NEW! Poem by Kate Hall

Kate Hall


I crawled out of a war machine.
You didn’t recognize it as such, but
I did. I held it and fostered it
and fed it strange wooden apples from my purse.

To spend a lifetime waiting inside
a stick horse is to live with confusion
between hollow and hallow. I’ve lived
in this one room my whole life.

It looks a lot like outside. A tiny farrier
by the red barn in the distance. Four horses waiting
to gather us up. We cannot see beyond them.
We colored their coats

to explain the end to ourselves.
The red horse and the pale horse
and the other and there is hunger. A tiny farrier
on the horizon line. Meaning, it’s time

to crawl back inside myself. As the wind,
I’m drawing these patterns in the sand.
Accept the horse as a dangerous gift
you find meaningful. The offering

before the first burning arrow is fired
into the city.
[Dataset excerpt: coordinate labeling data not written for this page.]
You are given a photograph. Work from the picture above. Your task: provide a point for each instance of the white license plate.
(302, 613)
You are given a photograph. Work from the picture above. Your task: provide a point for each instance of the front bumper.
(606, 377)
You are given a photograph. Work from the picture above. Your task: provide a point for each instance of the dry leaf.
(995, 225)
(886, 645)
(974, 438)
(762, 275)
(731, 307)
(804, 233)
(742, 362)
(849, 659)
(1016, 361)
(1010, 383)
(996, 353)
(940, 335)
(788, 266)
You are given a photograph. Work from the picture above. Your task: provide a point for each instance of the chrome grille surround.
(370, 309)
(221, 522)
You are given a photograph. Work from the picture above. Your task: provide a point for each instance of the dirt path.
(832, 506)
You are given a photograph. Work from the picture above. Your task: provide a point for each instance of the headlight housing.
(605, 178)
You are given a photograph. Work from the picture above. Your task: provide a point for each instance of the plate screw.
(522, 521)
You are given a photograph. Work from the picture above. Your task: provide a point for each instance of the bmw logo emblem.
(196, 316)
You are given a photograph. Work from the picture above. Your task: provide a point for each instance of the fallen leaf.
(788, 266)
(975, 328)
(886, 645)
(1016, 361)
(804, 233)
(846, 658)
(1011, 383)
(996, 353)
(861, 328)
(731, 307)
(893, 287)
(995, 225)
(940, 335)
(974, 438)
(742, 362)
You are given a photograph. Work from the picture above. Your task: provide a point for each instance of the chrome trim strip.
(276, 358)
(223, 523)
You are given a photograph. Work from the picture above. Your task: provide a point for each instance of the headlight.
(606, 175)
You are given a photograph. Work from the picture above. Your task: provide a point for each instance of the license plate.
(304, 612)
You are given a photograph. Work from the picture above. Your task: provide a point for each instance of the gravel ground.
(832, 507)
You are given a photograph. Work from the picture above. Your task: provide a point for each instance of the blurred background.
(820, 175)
It could have been
fireworks or lightning. For my horse and me,
it hardly matters. Though it will matter for you:

how you decide to read me or
whether you do. Overnight, one horse
will gather us. The equine sternum
a drawbridge to a corporeal castle

we are plotting inside. Four horses
released on the unsuspecting city. I am the only one left
inside the warhorse I am holding in my hands.
I will have to live with him, maybe

for him. I am ready
to practice non-participation.
I want this to be the last thing I’ll ever do,
to stop here and say I’ll go no further.